We see a lot of pieces in the market that such institutions understand that the market is changing and they need to open up. Banks try to monetize on their client relation and start insurance offerings. For this you need a complex infrastructure. Instead insurance companies start to open up their tied agent networks for tele sales. For this you need a very complex infrastructure. All that is going on, and there is a lot of noise in the market right now. It's a process which will lead to a market environment where everyone needs smart insurance tech to succeed.

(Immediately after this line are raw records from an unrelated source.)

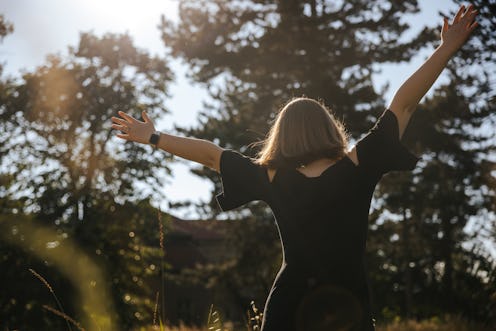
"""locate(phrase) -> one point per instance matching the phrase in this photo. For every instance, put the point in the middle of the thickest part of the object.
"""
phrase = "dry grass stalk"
(155, 310)
(64, 316)
(44, 281)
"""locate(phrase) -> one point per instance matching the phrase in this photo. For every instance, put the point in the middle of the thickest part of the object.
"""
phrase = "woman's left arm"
(453, 36)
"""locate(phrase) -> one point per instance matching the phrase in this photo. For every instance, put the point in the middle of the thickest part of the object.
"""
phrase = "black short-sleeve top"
(322, 220)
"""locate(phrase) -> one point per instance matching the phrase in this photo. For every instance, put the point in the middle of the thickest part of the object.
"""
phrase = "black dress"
(322, 223)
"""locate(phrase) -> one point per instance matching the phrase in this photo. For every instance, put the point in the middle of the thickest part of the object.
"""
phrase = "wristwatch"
(154, 138)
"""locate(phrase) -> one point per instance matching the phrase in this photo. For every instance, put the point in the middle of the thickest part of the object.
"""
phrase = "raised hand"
(132, 129)
(454, 35)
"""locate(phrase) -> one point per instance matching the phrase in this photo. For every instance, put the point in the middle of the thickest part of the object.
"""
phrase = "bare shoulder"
(402, 117)
(271, 174)
(352, 155)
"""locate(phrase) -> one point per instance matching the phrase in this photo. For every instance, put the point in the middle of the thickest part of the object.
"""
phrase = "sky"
(43, 27)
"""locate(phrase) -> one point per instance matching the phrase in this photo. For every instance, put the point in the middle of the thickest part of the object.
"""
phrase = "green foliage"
(62, 168)
(255, 55)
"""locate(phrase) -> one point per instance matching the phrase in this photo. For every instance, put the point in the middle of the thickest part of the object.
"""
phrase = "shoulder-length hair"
(304, 131)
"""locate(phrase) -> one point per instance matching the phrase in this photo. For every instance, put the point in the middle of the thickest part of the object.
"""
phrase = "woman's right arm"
(453, 36)
(196, 150)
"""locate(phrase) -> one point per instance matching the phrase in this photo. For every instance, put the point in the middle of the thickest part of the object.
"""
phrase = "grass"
(254, 316)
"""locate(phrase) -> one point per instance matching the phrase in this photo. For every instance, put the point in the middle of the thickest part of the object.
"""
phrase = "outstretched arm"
(197, 150)
(453, 36)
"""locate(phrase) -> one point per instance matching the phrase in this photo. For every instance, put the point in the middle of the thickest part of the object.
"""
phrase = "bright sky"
(50, 26)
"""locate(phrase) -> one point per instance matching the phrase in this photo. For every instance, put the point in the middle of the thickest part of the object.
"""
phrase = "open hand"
(132, 129)
(454, 35)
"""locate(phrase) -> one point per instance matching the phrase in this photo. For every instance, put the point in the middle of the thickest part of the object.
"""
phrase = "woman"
(319, 192)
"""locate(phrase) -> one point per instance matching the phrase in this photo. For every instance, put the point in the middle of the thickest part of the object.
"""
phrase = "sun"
(133, 15)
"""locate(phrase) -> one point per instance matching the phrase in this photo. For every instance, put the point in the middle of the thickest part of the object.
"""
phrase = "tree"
(255, 55)
(66, 172)
(435, 256)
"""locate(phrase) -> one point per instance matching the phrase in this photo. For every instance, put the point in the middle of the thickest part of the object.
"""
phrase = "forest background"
(80, 208)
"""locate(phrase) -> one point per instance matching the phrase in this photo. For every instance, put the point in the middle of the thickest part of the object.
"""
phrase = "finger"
(145, 117)
(129, 118)
(459, 14)
(124, 136)
(119, 120)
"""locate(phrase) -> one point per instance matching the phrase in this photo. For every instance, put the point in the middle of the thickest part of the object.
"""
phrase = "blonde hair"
(304, 130)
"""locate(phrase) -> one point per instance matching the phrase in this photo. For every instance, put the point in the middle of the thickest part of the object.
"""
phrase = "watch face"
(154, 138)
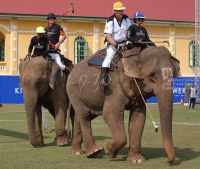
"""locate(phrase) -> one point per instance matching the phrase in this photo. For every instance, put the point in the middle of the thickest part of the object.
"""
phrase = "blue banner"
(179, 84)
(11, 92)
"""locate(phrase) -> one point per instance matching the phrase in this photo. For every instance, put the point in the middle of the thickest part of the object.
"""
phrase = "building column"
(14, 57)
(96, 36)
(63, 46)
(172, 40)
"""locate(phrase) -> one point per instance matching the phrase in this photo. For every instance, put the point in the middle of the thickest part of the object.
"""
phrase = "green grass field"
(16, 152)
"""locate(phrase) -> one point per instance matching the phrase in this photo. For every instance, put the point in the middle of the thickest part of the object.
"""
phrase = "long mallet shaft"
(155, 42)
(70, 9)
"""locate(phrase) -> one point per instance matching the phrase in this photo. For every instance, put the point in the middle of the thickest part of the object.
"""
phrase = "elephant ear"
(55, 73)
(176, 63)
(131, 64)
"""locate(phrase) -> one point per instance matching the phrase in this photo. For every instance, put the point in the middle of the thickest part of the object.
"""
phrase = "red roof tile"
(170, 10)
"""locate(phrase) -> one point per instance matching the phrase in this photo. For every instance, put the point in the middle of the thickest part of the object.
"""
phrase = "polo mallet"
(70, 9)
(155, 42)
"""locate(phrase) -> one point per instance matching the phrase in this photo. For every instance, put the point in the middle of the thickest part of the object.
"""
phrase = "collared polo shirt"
(118, 30)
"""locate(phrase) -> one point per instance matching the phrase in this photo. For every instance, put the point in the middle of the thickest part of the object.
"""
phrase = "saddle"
(98, 58)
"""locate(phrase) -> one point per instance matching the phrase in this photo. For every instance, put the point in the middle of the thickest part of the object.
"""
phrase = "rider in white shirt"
(193, 94)
(115, 36)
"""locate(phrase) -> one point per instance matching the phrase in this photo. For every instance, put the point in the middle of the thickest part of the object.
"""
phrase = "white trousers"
(56, 57)
(111, 50)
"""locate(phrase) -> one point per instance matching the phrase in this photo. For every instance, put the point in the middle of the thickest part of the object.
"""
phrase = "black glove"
(119, 48)
(129, 45)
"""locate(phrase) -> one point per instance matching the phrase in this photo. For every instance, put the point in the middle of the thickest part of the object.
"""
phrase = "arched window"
(80, 49)
(2, 47)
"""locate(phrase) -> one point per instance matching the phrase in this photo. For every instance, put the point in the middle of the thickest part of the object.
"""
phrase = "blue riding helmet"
(138, 15)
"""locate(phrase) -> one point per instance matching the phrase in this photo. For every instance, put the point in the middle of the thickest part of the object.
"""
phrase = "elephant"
(153, 70)
(44, 84)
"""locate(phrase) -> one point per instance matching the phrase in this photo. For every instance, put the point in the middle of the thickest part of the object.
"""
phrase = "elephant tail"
(70, 116)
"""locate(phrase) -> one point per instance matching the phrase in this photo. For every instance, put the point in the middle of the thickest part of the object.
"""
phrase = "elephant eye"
(152, 76)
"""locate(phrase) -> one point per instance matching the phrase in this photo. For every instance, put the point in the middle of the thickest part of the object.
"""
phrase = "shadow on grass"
(15, 134)
(182, 155)
(101, 138)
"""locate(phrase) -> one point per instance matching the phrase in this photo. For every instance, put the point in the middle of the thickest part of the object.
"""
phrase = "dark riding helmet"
(51, 15)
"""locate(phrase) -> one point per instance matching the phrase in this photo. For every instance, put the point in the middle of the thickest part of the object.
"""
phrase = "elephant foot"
(93, 152)
(40, 144)
(61, 140)
(135, 158)
(109, 150)
(77, 151)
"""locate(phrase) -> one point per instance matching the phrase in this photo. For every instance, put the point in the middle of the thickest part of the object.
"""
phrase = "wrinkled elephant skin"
(153, 69)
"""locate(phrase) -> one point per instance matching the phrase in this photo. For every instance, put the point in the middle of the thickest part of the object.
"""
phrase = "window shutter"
(2, 53)
(86, 49)
(75, 52)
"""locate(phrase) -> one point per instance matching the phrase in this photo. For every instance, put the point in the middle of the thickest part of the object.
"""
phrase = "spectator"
(193, 93)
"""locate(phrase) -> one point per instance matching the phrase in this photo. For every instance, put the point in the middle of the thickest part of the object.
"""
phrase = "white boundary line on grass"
(190, 124)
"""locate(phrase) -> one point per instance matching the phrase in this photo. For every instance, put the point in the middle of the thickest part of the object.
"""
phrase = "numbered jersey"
(118, 30)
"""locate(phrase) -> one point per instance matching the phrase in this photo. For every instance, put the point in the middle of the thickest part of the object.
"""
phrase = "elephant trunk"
(164, 97)
(30, 108)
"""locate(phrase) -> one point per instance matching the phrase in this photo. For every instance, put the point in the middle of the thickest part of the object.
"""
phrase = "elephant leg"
(136, 125)
(84, 115)
(38, 125)
(114, 117)
(60, 108)
(52, 112)
(78, 137)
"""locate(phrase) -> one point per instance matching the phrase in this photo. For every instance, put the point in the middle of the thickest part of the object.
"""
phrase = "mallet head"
(72, 7)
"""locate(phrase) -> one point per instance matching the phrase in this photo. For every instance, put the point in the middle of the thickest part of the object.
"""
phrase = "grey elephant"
(153, 70)
(44, 84)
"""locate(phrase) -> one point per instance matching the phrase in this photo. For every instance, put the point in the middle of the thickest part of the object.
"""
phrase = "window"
(80, 49)
(2, 46)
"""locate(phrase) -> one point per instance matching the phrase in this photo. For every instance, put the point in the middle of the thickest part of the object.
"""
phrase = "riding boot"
(104, 71)
(67, 70)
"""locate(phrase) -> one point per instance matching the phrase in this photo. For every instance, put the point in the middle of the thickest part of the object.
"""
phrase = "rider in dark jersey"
(138, 34)
(53, 32)
(40, 44)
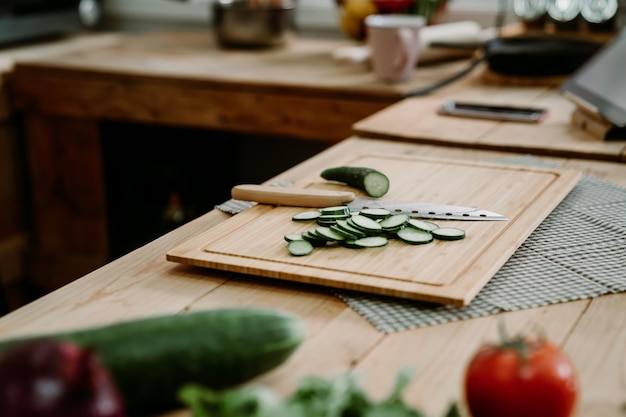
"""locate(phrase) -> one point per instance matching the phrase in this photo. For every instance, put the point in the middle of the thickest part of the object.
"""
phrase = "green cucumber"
(373, 182)
(150, 359)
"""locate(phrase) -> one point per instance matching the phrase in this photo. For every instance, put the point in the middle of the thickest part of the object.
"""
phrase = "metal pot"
(252, 23)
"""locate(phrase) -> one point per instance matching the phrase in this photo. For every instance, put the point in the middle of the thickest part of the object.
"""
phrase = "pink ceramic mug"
(394, 43)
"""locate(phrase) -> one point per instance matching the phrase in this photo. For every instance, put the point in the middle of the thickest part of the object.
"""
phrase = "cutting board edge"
(463, 295)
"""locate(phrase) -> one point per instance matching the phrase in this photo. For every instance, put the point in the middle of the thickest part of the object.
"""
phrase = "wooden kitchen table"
(142, 283)
(176, 79)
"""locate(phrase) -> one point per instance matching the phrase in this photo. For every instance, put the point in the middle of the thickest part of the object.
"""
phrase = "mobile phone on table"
(493, 112)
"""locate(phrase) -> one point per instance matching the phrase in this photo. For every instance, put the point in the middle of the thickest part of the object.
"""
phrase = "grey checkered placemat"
(577, 252)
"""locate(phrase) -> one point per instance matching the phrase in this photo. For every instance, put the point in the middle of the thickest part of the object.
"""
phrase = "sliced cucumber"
(365, 224)
(371, 242)
(423, 225)
(347, 235)
(300, 247)
(414, 236)
(312, 237)
(331, 218)
(394, 222)
(373, 182)
(306, 216)
(448, 233)
(375, 214)
(344, 225)
(327, 234)
(373, 228)
(293, 236)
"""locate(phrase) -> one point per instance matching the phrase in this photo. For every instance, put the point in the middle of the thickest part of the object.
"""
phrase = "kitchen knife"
(306, 197)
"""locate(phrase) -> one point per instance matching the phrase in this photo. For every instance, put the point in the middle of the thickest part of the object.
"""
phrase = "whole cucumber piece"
(150, 359)
(370, 180)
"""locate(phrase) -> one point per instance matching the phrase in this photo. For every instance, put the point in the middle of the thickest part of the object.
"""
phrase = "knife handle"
(295, 197)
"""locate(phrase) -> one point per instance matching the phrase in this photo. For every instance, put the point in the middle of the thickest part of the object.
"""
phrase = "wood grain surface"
(143, 283)
(443, 272)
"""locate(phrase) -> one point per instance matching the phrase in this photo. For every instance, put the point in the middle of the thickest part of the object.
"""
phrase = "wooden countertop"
(417, 120)
(183, 78)
(592, 332)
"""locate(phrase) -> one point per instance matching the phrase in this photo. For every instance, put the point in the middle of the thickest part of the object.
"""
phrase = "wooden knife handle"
(296, 197)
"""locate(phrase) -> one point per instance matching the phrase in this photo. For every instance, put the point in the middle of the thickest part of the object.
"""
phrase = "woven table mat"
(577, 252)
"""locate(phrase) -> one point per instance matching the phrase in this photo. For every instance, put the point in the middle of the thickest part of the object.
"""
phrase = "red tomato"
(393, 5)
(521, 379)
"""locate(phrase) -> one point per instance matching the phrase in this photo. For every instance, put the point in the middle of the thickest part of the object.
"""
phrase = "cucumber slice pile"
(366, 229)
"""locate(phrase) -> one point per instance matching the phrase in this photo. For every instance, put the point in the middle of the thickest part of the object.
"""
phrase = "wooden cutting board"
(252, 242)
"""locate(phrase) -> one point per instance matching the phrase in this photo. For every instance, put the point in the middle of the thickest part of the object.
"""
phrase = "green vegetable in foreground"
(151, 358)
(314, 397)
(372, 181)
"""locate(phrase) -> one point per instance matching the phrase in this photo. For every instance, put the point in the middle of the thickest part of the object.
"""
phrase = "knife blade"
(306, 197)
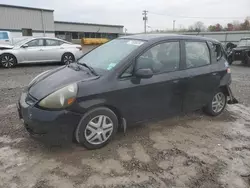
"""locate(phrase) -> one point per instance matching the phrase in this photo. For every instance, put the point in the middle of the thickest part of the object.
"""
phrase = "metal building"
(26, 21)
(75, 30)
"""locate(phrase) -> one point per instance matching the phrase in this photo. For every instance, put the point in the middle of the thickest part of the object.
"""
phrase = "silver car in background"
(39, 50)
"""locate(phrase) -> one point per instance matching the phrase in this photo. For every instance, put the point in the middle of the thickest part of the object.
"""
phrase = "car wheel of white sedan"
(8, 60)
(68, 58)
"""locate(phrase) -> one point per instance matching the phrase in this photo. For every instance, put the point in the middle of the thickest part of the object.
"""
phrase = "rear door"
(200, 83)
(156, 97)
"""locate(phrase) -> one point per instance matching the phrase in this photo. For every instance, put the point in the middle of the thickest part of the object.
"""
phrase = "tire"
(8, 60)
(230, 60)
(96, 128)
(213, 110)
(67, 58)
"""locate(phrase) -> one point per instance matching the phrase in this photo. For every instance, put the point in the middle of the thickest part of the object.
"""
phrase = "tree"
(230, 27)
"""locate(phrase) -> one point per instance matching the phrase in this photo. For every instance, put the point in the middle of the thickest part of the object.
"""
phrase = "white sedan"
(43, 49)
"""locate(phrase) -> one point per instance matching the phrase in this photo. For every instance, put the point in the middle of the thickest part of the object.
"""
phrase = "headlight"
(34, 79)
(61, 98)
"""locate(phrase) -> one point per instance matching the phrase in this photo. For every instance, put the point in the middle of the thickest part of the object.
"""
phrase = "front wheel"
(217, 104)
(8, 60)
(97, 128)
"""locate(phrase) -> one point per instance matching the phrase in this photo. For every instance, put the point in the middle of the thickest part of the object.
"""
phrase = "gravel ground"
(188, 151)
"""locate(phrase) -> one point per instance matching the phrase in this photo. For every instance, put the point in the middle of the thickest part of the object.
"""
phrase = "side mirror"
(25, 46)
(144, 73)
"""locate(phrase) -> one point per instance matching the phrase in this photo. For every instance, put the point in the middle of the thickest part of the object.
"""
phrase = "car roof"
(245, 38)
(159, 37)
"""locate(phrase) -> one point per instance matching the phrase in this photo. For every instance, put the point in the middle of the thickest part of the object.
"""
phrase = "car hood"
(240, 48)
(56, 79)
(6, 46)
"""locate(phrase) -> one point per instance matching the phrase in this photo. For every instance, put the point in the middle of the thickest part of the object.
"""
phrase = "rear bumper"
(51, 127)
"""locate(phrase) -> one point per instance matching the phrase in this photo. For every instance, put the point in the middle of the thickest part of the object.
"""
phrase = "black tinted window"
(197, 54)
(36, 42)
(163, 57)
(218, 50)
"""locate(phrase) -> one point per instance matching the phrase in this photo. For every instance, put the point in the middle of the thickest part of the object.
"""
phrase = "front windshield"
(244, 42)
(108, 55)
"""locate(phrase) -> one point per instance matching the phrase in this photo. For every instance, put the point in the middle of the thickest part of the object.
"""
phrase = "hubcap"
(7, 61)
(67, 59)
(98, 130)
(218, 102)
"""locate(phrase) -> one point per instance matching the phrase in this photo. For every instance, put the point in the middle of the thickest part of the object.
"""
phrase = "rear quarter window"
(197, 54)
(4, 36)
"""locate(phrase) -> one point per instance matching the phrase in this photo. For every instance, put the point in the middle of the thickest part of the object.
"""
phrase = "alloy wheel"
(68, 59)
(218, 102)
(99, 129)
(7, 61)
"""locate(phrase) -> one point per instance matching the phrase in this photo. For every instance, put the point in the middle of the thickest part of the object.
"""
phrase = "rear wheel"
(217, 104)
(67, 58)
(8, 60)
(97, 128)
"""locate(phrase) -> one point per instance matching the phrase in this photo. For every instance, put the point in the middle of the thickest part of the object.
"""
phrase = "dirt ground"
(188, 151)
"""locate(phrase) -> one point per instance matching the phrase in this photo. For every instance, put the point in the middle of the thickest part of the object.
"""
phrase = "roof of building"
(81, 23)
(148, 37)
(30, 8)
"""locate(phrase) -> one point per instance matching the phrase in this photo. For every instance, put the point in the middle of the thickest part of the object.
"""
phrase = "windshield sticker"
(111, 65)
(135, 42)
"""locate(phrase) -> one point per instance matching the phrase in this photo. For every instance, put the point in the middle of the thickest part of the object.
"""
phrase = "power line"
(145, 19)
(195, 17)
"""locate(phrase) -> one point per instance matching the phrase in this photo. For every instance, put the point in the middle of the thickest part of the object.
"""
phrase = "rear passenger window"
(197, 54)
(164, 57)
(50, 42)
(217, 49)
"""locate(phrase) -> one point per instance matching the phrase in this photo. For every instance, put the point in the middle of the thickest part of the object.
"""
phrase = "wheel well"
(224, 90)
(9, 54)
(117, 113)
(114, 109)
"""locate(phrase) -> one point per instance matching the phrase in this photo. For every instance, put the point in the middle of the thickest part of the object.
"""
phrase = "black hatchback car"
(241, 52)
(125, 81)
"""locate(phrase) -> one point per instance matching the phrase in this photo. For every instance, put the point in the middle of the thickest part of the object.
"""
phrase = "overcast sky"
(129, 12)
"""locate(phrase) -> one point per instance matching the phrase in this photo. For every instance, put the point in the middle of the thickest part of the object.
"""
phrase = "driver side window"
(164, 57)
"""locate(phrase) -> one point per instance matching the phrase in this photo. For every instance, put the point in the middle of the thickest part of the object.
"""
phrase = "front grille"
(30, 100)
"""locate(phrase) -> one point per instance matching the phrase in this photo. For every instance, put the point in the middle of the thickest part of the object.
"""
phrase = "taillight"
(79, 48)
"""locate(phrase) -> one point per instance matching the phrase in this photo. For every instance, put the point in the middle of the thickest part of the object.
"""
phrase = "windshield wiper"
(92, 70)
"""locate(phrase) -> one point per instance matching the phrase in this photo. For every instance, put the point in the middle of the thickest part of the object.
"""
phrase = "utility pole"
(174, 25)
(145, 19)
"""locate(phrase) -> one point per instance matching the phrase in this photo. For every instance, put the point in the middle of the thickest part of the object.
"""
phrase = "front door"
(200, 86)
(33, 52)
(155, 97)
(52, 50)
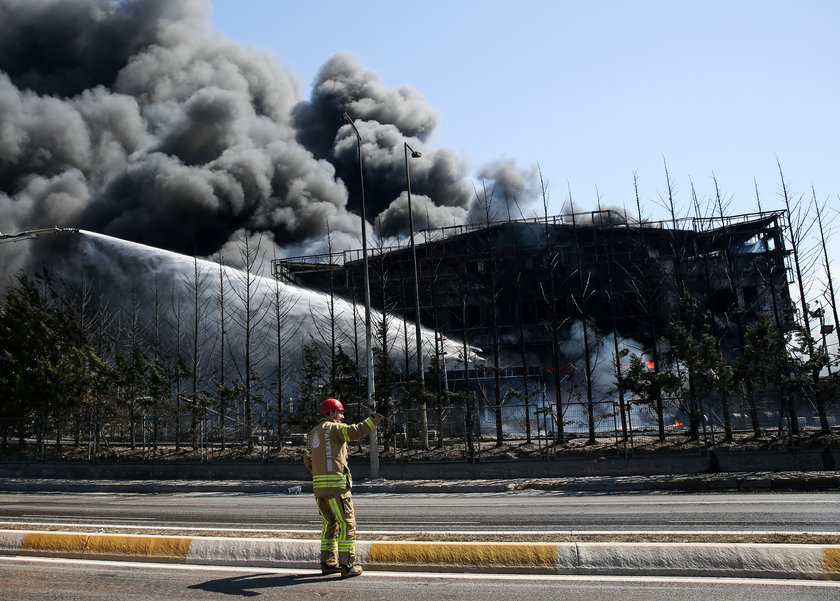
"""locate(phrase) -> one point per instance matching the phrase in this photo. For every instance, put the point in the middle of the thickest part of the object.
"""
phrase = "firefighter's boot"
(330, 568)
(349, 571)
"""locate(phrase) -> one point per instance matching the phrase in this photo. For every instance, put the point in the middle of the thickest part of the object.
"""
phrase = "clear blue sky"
(595, 91)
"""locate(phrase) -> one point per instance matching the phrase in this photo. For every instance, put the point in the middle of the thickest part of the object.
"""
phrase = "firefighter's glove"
(384, 407)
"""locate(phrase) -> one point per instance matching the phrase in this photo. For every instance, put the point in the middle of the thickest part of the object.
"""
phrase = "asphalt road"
(70, 580)
(524, 511)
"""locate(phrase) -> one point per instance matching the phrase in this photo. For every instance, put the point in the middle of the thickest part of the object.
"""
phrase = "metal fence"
(451, 433)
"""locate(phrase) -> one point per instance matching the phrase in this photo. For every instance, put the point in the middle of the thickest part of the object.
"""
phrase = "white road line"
(801, 584)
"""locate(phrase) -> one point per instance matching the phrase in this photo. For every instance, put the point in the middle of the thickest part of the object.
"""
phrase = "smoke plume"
(136, 120)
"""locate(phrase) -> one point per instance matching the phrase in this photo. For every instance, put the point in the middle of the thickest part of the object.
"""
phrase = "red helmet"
(332, 405)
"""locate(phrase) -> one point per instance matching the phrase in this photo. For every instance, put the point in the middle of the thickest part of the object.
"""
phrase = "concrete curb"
(806, 562)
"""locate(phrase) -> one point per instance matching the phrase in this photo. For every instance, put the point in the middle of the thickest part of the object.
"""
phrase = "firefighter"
(326, 458)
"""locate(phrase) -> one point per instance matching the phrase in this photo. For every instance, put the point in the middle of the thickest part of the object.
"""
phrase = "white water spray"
(129, 266)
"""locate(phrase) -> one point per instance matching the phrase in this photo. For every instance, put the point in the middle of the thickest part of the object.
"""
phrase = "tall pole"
(424, 425)
(374, 447)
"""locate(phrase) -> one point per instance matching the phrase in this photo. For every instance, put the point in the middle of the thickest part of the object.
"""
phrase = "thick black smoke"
(132, 118)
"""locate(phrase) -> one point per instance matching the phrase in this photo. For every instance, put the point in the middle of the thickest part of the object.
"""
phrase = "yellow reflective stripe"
(329, 480)
(342, 523)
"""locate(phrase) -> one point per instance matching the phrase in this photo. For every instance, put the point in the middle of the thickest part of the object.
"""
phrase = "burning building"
(544, 296)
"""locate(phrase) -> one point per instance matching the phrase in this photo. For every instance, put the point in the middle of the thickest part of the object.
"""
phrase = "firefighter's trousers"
(338, 538)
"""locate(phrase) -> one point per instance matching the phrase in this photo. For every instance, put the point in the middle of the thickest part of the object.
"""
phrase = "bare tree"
(800, 225)
(249, 319)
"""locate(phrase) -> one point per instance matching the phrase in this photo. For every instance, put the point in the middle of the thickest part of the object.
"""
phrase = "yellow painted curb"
(831, 563)
(464, 554)
(157, 548)
(106, 546)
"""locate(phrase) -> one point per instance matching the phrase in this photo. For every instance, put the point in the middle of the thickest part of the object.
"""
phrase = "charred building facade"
(540, 297)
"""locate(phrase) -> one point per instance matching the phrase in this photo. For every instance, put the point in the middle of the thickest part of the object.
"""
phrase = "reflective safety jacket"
(326, 454)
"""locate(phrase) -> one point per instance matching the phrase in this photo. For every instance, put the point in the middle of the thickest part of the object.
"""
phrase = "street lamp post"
(374, 447)
(424, 426)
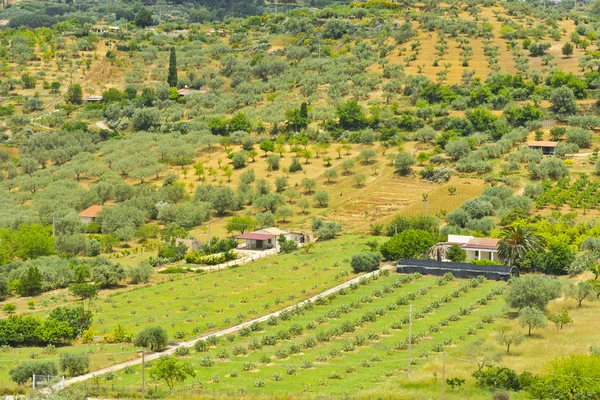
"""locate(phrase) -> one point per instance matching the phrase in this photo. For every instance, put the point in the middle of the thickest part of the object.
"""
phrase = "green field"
(349, 342)
(189, 305)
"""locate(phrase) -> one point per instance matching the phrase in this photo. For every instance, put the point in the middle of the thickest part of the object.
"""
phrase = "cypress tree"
(172, 78)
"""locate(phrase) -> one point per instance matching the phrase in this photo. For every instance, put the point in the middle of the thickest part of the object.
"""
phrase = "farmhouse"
(93, 99)
(191, 244)
(89, 214)
(267, 238)
(548, 148)
(220, 32)
(476, 248)
(188, 92)
(100, 30)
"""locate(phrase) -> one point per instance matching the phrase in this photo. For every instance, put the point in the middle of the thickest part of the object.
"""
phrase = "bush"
(74, 364)
(325, 230)
(24, 372)
(580, 137)
(534, 291)
(499, 378)
(403, 163)
(437, 175)
(412, 243)
(365, 261)
(456, 253)
(152, 337)
(140, 273)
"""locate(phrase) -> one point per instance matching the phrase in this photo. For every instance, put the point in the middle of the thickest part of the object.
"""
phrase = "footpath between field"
(233, 329)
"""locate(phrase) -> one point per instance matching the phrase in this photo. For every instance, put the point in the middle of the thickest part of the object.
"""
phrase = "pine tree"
(172, 78)
(74, 94)
(31, 282)
(143, 18)
(304, 111)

Otherwise, you have a huge hassle in your, in, let's say, in your back office, because of the lack of automation or under licensed data, and non-existing automation process. These are the four segments. This all sums up to record numbers for Hypoport. EUR 250 million+ in revenue, EUR 65 million in EBITDA. The outcome on earnings side, because we couldn't hire as fast as we may would have done outside of the corona environment. You can see the pretty impressive incremental profitability of our business here. We continue scaling and developing Hypoport along the path of double-digit growth and double-digit margin. On long-term trend, you can see that we are getting closer already to the last year's numbers with our nine-month numbers.
It will be a new record year for Hypoport. We have kept this in mind with our guidance. Even if we heavily invest again this year after the EUR 14 million last year, EUR 14 million +, something EUR 40 million-EUR 45 million, we will have a better EBITDA approx EUR 31 million in future growth on the sales or engineering side. This leads us to the question, what's going in the rest of this year going forward. To our forecast, we feel pretty well with our guidance now. It will be a record year. We will bring this home in the last two months which are now left.
We will set the basis and the direction already for next year to be again a year of growth for Hypoport with double-digit numbers. Thanks for your attention. I give back to Mrs. Sanders for moderation if there are any questions today.
Thank you very much. If you have a question for our speaker, please dial zero and one on your telephony keypad now to enter the queue. If you're using speaker equipment today, please lift the handset before making your selection. One moment, please, for the first question. So far we have no questions, so I would like to hand back to you, Mr. Slabke.
Thank you. It's questions in English always in advance. I had to German translate it a little bit. Hope you are happy and satisfied with all what you hear. We will get back to our operational business. See this here and see you again in four months, beginning of March, with great numbers for Hypoport in 2022. With the amazing outlook, I'm sure. See you soon. Bye-bye.
Ladies and gentlemen, thank you for your attendance. This conference has been concluded. You may disconnect.